The findings, published online Wednesday in Nature, are part of the IMAGEN research project, which investigates mental health and risk-taking behavior in European teenagers. This particular slice of IMAGEN attempts to use data collected at age 14 to predict who will develop a pattern of binge-drinking by age 16.

Senior author Hugh Garavan, PhD, said accurate predictions require examining a wide range of factors:

Notably, it’s not the case that there’s a single one or two or three variables that are critical. The final model was very broad. It suggests that a wide mixture of reasons underlie teenage drinking.
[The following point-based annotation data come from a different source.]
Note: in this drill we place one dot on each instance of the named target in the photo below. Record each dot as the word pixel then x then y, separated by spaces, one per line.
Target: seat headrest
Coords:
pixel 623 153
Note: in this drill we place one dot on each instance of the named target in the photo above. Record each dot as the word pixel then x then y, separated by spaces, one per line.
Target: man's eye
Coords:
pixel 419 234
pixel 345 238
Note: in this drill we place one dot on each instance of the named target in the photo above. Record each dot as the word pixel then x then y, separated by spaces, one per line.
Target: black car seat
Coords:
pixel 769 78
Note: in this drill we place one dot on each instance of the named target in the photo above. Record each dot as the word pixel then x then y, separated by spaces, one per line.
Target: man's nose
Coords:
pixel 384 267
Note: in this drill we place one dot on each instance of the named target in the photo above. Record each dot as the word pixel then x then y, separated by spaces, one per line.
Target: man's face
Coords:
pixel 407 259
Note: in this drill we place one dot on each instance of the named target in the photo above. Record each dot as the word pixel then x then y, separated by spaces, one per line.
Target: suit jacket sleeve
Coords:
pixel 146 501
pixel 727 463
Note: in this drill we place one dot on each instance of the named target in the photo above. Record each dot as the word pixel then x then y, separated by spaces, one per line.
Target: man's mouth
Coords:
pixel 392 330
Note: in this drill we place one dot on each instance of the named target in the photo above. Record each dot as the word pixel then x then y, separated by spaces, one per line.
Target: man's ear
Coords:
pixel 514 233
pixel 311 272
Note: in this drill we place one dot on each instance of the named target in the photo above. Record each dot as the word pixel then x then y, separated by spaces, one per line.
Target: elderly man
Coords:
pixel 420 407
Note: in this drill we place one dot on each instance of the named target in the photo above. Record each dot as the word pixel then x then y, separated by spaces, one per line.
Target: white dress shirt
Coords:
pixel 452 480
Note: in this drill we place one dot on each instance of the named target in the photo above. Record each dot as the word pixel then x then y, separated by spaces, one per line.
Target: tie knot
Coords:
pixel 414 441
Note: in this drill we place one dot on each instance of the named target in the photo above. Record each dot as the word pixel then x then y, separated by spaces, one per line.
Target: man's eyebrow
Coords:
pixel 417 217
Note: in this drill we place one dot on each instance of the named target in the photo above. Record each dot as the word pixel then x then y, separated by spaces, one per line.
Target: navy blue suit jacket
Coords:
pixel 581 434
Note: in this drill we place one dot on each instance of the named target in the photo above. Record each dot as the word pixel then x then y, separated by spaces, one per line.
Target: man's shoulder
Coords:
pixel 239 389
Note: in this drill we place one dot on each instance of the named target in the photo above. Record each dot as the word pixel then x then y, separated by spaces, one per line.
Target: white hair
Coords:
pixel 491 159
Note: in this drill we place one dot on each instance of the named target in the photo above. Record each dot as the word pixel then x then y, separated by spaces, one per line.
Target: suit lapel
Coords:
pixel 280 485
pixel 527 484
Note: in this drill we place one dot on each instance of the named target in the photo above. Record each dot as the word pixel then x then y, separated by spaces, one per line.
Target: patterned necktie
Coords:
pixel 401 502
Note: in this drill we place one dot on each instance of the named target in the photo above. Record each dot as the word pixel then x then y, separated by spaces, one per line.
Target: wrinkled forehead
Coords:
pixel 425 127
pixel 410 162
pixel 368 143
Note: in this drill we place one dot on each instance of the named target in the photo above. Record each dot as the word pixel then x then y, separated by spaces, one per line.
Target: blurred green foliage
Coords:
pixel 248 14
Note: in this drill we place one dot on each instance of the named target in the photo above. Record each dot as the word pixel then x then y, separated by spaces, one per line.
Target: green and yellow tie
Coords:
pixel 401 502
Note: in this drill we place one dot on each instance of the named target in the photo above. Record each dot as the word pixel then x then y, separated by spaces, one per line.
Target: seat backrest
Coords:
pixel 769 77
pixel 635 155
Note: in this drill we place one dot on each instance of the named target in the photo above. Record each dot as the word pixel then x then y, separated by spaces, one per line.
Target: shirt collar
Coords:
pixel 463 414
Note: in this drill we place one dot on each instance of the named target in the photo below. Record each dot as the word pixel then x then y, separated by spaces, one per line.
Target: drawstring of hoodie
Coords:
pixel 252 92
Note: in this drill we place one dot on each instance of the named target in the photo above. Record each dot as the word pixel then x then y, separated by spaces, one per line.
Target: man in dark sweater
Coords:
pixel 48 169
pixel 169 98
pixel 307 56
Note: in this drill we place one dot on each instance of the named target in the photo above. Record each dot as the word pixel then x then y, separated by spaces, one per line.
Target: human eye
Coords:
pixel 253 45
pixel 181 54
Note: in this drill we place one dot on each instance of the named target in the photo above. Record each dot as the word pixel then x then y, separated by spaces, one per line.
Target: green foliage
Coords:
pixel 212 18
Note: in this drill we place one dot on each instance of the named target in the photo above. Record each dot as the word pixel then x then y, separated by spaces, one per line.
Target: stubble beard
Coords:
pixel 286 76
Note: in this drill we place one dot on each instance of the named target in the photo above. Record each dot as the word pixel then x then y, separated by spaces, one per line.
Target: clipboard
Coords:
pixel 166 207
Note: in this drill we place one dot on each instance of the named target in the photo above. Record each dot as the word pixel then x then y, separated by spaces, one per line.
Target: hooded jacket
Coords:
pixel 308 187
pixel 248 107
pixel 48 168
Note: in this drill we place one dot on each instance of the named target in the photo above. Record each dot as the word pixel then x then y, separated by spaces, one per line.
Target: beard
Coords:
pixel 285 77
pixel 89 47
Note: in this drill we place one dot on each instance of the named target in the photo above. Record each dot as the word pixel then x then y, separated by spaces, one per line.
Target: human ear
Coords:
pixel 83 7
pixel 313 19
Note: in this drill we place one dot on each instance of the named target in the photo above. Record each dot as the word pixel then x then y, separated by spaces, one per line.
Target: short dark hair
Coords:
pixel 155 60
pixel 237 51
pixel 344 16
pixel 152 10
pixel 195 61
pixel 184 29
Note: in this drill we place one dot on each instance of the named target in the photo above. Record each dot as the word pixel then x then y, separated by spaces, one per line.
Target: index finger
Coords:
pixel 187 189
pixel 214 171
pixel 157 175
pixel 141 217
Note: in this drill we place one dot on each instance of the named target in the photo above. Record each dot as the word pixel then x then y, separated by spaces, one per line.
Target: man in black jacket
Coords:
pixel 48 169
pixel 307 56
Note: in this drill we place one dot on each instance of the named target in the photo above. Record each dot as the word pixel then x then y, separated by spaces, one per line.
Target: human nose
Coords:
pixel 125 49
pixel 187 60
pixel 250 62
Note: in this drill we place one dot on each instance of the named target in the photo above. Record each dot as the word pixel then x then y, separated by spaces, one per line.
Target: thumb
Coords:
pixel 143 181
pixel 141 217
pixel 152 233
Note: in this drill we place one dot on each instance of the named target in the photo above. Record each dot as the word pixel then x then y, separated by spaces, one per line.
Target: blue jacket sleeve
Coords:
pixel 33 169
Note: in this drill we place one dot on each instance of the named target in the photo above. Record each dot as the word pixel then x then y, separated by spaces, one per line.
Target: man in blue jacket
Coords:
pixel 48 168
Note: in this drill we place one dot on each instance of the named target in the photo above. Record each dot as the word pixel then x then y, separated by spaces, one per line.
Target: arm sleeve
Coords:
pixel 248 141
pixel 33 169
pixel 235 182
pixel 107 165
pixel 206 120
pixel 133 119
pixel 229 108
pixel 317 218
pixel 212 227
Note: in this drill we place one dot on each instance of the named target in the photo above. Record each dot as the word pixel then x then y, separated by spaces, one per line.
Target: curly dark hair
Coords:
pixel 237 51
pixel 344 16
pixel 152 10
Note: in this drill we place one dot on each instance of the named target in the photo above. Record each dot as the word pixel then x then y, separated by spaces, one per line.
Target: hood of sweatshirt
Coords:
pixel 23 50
Dr. Garavan is an associate professor of psychiatry at the University of Vermont and an adjunct associate professor of psychology at Trinity College Dublin in Ireland. He was quoted a University of Vermont news release.

The assessment tools included both structural and functional MRI of the brain. The imaging uncovered the fact that one risk factor was a larger than average brain. Dr. Garavan explained that brains normally shrink during adolescence to a more efficient size. “There’s refining and sculpting of the brain, and most of the gray matter, the neurons and the connections between them, are getting smaller, and the white matter is getting larger,” he said. “Kids with more immature brains—those that are still larger—are more likely to drink.”

Other risk factors include sensation-seeking personality traits, lack of conscientiousness, a family history of drug abuse, and a personal history of multiple stressful life events. Also, those who had taken even a single drink by age 14 were more likely to be binge drinkers by 16.

Gunter Schumann, MD, a professor of biological psychiatry at King’s College London, an author of the Nature article, and IMAGEN’s principal investigator, said the development of this risk profile was a preliminary step. “We aimed to develop a ‘gold standard’ model for predicting teenage behavior which can be used as a benchmark for the development of simpler, widely applicable prediction models,” he said.